How Forgemoji Works

Last updated: May 2026

Published May 2, 2026Reviewed June 22, 2026

By Lois Chen·Co-founder, Emoji Linguistics

Lois researches how emoji evolve across platforms and cultures. She has published emoji field guides referenced by Unicode working groups and a dozen Gen-Z linguistics papers.

Read full bio →

The short version

You pick two emojis. Forgemoji sends them through a multi-step AI pipeline and returns a unique, transparent-background PNG in about 15 seconds. There is no database of pre-made combinations — every result is generated from scratch, which means the same two emoji inputs can produce a different image each time.

Step 1 — Emoji interpretation

When you hit Generate, Forgemoji reads the Unicode characters you selected and resolves them into a semantic description. An emoji like 🔥 carries visual traits (orange flame, tapered shape, glow) as well as cultural meaning (intensity, hype, danger). The same applies to 💀 (skull, mortality, dark humour) or 🌸 (cherry blossom, fleeting beauty, Japanese aesthetic).

The pipeline combines the visual and semantic traits of both inputs into a single generation prompt — a coherent synthesis, not a literal average. A 🔥 + 💀 prompt might lean into “blazing skull with a glowing eye socket”, while 🌸 + 👑 might produce “a royal crown wrapped in delicate pink petals”.

Step 2 — Generative image synthesis

The combined prompt is passed to a generative image model. The model is tuned to produce kawaii-style illustrations — soft lines, clean shapes, bold colours — so that results look like actual emoji rather than photorealistic renders. This style keeps every generated image compatible with chat apps and sticker packs even when the subject matter is unusual.

Because the model is stochastic (it introduces controlled randomness at inference time), the same prompt produces a different result on every run. This is intentional: it lets you hit Try Again multiple times until you land on the version that feels right.

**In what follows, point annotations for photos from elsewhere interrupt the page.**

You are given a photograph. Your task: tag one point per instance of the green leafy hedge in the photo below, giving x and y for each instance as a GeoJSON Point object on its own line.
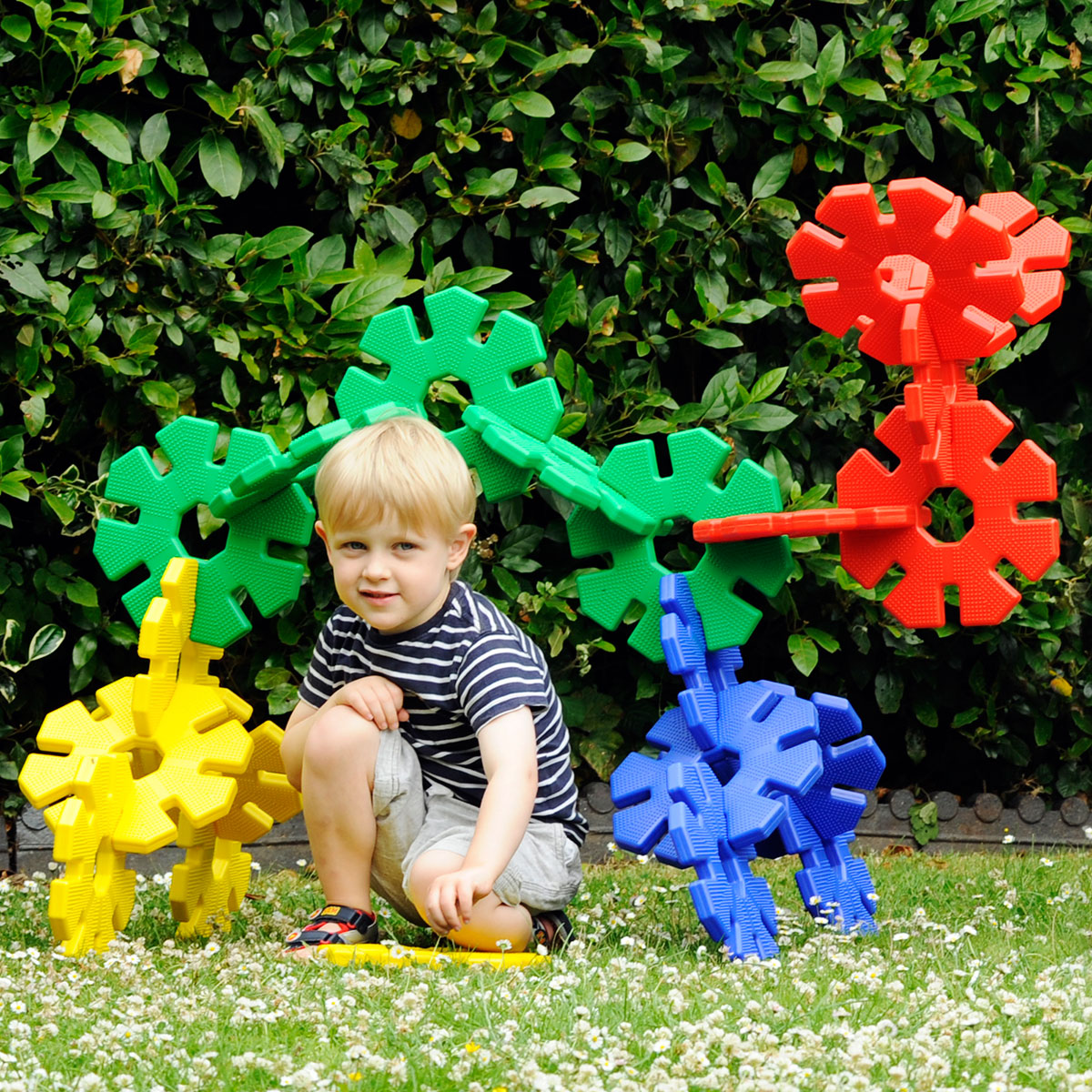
{"type": "Point", "coordinates": [203, 202]}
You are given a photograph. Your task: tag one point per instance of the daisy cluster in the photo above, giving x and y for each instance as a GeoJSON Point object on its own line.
{"type": "Point", "coordinates": [981, 977]}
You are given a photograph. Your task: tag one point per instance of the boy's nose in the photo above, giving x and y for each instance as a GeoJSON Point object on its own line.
{"type": "Point", "coordinates": [376, 567]}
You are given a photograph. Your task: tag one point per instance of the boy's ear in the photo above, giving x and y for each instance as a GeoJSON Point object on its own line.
{"type": "Point", "coordinates": [461, 545]}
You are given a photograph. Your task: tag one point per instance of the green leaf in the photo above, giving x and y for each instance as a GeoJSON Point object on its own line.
{"type": "Point", "coordinates": [773, 175]}
{"type": "Point", "coordinates": [219, 164]}
{"type": "Point", "coordinates": [25, 278]}
{"type": "Point", "coordinates": [924, 823]}
{"type": "Point", "coordinates": [185, 57]}
{"type": "Point", "coordinates": [271, 136]}
{"type": "Point", "coordinates": [921, 134]}
{"type": "Point", "coordinates": [39, 140]}
{"type": "Point", "coordinates": [107, 14]}
{"type": "Point", "coordinates": [327, 256]}
{"type": "Point", "coordinates": [104, 134]}
{"type": "Point", "coordinates": [229, 388]}
{"type": "Point", "coordinates": [34, 413]}
{"type": "Point", "coordinates": [82, 591]}
{"type": "Point", "coordinates": [560, 304]}
{"type": "Point", "coordinates": [507, 582]}
{"type": "Point", "coordinates": [159, 394]}
{"type": "Point", "coordinates": [317, 407]}
{"type": "Point", "coordinates": [47, 640]}
{"type": "Point", "coordinates": [831, 61]}
{"type": "Point", "coordinates": [222, 103]}
{"type": "Point", "coordinates": [888, 692]}
{"type": "Point", "coordinates": [103, 205]}
{"type": "Point", "coordinates": [279, 243]}
{"type": "Point", "coordinates": [632, 151]}
{"type": "Point", "coordinates": [973, 9]}
{"type": "Point", "coordinates": [718, 339]}
{"type": "Point", "coordinates": [369, 295]}
{"type": "Point", "coordinates": [16, 26]}
{"type": "Point", "coordinates": [532, 104]}
{"type": "Point", "coordinates": [768, 383]}
{"type": "Point", "coordinates": [60, 508]}
{"type": "Point", "coordinates": [824, 640]}
{"type": "Point", "coordinates": [167, 179]}
{"type": "Point", "coordinates": [864, 88]}
{"type": "Point", "coordinates": [762, 418]}
{"type": "Point", "coordinates": [543, 197]}
{"type": "Point", "coordinates": [804, 653]}
{"type": "Point", "coordinates": [401, 227]}
{"type": "Point", "coordinates": [784, 71]}
{"type": "Point", "coordinates": [154, 136]}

Step 3 — Background removal

Most AI image models output a square image with a solid background. Forgemoji runs a separate AI background-removal pass on every generated image before returning it to your browser. The result is a clean transparent PNG — no white box, no manual editing required.

This step is why the output is ready to drop directly into Discord, Telegram, Slack, or WhatsApp as a custom emoji or sticker. You can also paste it into a design tool like Figma or Canva and it will sit on top of any background without a halo.

Step 4 — Resize and deliver

The transparent PNG is resized to 256×256 pixels, which is the standard size accepted by Discord custom emoji, Telegram sticker packs, and most other platforms. The final file is returned directly to your browser — it is never stored on our servers after delivery.

Optional: Animated export (GIF / WebP)

Once you have a static PNG you can open the GIF / WebP export panel. Forgemoji offers six animation styles — bounce, spin, pulse, shake, float, and explode — each available in three sizes (64 px, 128 px, 240 px). The animation is applied entirely in-browser using a Web Worker, so no image data is sent to a server during this step.

GIF output works in every chat app. WebP output produces a smaller file with transparency preserved on platforms that support it (most modern apps do). Discord custom emoji work best with GIF; Telegram stickers prefer WebP.

Optional: Custom photo mode

Instead of two emoji inputs, you can upload your own photo and use it as one of the inputs. The AI will style-transfer your photo into a kawaii emoji aesthetic and then blend it with the second input (an emoji or a second photo). Your uploaded image is sent to the generation API for this request only — it is not stored, indexed, or used for any other purpose.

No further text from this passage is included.